Infrastructure & Cloud

This document describes RevitPy’s cloud integration layer: authentication against Autodesk Platform Services (APS), the Design Automation job pipeline, batch processing, CI/CD generation, webhook handling, and the rate limiting and retry strategies that tie them together.

APS Integration Architecture

The revitpy.cloud package provides an async-first client stack for interacting with the Autodesk Platform Services (formerly Forge) APIs. The stack is layered with clear separation of concerns:

revitpy.cloud
  auth.py          ApsAuthenticator     OAuth2 client-credentials flow
  client.py        ApsClient            Authenticated HTTP with rate limiting + retry
  jobs.py          JobManager           Design Automation work-item lifecycle
  batch.py         BatchProcessor       Parallel job orchestration
  ci.py            CIHelper             GitHub Actions / GitLab CI generation
  webhooks.py      WebhookHandler       HMAC verification + event routing
  types.py         dataclasses/enums    Shared type definitions
  exceptions.py    CloudError hierarchy Structured error types

All HTTP communication uses httpx.AsyncClient.
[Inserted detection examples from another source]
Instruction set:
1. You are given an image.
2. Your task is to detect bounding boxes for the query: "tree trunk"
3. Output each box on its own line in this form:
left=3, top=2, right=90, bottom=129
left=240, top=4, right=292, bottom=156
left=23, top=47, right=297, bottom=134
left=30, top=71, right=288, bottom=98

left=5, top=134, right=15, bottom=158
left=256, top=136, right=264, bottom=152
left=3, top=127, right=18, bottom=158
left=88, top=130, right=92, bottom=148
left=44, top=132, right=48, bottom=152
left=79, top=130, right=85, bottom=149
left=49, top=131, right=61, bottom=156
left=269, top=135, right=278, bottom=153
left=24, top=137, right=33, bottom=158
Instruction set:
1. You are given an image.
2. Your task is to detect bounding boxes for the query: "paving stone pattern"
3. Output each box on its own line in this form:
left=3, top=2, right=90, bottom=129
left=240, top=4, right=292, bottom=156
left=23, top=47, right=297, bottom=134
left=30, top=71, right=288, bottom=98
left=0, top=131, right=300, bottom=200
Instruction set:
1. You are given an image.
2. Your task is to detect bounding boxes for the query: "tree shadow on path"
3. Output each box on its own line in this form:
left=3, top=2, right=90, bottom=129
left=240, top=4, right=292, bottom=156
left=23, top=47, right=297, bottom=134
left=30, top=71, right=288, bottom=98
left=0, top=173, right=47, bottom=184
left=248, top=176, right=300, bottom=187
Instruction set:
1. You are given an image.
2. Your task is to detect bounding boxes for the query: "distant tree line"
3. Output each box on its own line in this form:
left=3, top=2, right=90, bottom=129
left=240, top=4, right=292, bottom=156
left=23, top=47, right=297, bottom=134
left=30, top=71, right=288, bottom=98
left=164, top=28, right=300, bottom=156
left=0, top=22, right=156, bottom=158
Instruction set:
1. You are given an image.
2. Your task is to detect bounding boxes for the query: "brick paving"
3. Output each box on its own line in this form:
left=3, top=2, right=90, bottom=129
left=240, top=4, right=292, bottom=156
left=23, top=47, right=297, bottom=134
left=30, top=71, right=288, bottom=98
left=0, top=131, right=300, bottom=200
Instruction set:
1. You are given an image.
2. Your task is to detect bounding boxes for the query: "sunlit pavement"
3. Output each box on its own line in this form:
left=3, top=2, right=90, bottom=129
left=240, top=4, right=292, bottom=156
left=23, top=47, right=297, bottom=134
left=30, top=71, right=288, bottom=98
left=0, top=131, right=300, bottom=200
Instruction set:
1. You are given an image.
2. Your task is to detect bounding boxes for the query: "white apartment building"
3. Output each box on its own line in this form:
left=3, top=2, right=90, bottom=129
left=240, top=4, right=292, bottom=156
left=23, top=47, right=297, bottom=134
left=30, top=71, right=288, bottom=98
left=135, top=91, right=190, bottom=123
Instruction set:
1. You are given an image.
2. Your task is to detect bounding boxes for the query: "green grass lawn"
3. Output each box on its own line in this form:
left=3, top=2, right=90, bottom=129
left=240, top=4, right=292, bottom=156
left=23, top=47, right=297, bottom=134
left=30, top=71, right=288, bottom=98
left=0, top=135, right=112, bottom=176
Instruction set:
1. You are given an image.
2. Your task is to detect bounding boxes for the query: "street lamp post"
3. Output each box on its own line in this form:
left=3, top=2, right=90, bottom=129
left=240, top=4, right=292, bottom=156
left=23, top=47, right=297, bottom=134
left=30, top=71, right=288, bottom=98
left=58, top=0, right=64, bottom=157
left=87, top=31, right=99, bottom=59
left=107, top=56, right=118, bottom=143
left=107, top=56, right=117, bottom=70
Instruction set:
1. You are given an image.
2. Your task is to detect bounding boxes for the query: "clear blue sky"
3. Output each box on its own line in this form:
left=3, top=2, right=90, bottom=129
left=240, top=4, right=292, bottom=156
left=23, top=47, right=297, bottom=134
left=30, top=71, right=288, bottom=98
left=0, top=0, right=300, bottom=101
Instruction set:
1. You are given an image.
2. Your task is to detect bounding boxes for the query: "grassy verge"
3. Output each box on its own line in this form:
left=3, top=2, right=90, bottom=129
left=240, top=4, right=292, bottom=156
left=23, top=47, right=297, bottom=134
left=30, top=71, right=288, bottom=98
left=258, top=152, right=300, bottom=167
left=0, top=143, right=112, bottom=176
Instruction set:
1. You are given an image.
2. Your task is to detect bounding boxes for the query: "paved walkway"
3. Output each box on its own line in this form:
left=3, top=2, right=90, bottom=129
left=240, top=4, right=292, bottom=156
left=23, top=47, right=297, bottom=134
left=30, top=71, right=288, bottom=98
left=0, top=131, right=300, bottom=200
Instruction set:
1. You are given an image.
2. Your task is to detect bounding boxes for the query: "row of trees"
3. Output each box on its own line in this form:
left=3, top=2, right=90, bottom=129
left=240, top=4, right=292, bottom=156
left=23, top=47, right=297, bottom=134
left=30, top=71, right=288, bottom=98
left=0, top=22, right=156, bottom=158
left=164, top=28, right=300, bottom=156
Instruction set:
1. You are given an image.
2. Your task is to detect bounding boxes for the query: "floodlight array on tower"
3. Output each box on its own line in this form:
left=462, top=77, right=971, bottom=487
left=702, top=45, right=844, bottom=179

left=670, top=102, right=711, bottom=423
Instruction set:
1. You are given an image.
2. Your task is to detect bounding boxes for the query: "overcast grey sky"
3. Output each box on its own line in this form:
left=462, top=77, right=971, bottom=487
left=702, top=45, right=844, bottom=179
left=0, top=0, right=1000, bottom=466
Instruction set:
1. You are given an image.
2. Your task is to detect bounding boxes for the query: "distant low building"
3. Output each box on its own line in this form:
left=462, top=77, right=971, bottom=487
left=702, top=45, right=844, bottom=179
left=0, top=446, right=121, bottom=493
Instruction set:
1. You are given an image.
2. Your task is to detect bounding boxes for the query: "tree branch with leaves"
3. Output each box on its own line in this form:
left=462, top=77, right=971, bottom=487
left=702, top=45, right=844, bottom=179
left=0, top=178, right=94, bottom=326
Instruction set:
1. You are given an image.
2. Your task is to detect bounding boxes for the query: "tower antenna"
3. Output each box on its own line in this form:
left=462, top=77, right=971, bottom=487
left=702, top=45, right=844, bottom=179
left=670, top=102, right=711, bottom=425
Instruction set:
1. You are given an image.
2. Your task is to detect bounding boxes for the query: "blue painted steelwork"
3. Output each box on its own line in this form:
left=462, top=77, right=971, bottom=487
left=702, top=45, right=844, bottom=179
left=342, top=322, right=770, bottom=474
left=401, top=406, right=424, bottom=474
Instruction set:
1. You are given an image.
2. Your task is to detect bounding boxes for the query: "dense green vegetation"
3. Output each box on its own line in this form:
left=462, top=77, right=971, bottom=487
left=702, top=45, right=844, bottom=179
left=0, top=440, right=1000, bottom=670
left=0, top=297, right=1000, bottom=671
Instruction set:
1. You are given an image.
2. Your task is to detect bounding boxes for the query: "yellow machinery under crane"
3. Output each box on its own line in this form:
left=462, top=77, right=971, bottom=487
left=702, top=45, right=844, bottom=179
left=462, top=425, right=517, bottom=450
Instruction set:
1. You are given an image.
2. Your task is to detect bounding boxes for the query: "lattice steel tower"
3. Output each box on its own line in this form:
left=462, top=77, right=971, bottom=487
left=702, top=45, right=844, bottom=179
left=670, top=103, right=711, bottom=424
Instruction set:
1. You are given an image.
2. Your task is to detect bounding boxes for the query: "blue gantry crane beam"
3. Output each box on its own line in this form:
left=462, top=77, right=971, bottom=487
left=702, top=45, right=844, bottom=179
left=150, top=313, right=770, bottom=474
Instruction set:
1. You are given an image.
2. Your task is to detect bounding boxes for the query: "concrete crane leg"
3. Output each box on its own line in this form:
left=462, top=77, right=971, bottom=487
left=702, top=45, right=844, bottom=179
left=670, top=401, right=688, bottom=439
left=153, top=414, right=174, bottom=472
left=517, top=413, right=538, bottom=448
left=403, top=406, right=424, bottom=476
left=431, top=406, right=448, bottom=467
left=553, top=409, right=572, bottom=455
The entire cloud layer is fully asynchronous, designed to run inside an asyncio event loop.

Region Support

ApsClient accepts a CloudRegion enum (US or EMEA) at construction time, allowing requests to be routed to the appropriate APS regional endpoint.

OAuth2 Authentication Flow

RevitPy authenticates with APS using the OAuth2 client-credentials grant, which is the standard flow for server-to-server automation where no interactive user is involved.

Token Lifecycle

ApsAuthenticator manages the full token lifecycle:

  1. Initial authenticationauthenticate() sends a POST to the APS token endpoint with grant_type=client_credentials, the application’s client_id and client_secret, and the requested scopes.
  2. Token caching – the issued ApsToken is stored in memory. Subsequent calls to get_token() return the cached token without a network round trip.
  3. Automatic refreshget_token() checks is_token_valid() before returning. When the token is within 60 seconds of expiry, a fresh authenticate() call is triggered transparently.
  4. Error mapping – HTTP errors from the token endpoint are caught and re-raised as AuthenticationError with the original exception preserved as cause.
sequenceDiagram
    participant Caller
    participant ApsAuthenticator
    participant APS as APS Token Endpoint

    Caller->>ApsAuthenticator: get_token()
    alt Cached token valid
        ApsAuthenticator-->>Caller: ApsToken (cached)
    else Token missing or expiring within 60s
        ApsAuthenticator->>APS: POST /authentication/v2/token<br/>grant_type=client_credentials<br/>client_id + client_secret<br/>scope=code:all data:write data:read bucket:create
        APS-->>ApsAuthenticator: { access_token, expires_in, ... }
        ApsAuthenticator->>ApsAuthenticator: Cache ApsToken (issued_at = now)
        ApsAuthenticator-->>Caller: ApsToken (fresh)
    end

Credentials and Scopes

ApsCredentials is a simple dataclass holding client_id, client_secret, and an optional region (defaults to CloudRegion.US). The requested scope is fixed at:

code:all data:write data:read bucket:create

This provides the permissions required for Design Automation operations: submitting work items, uploading/downloading files via OSS buckets, and reading results.

Token Structure

ApsToken records the access_token, token_type (default Bearer), expires_in (default 3600 seconds), scope, and the issued_at timestamp. The is_expired property applies the 60-second buffer:

@property
def is_expired(self) -> bool:
    return time.time() >= (self.issued_at + self.expires_in - 60)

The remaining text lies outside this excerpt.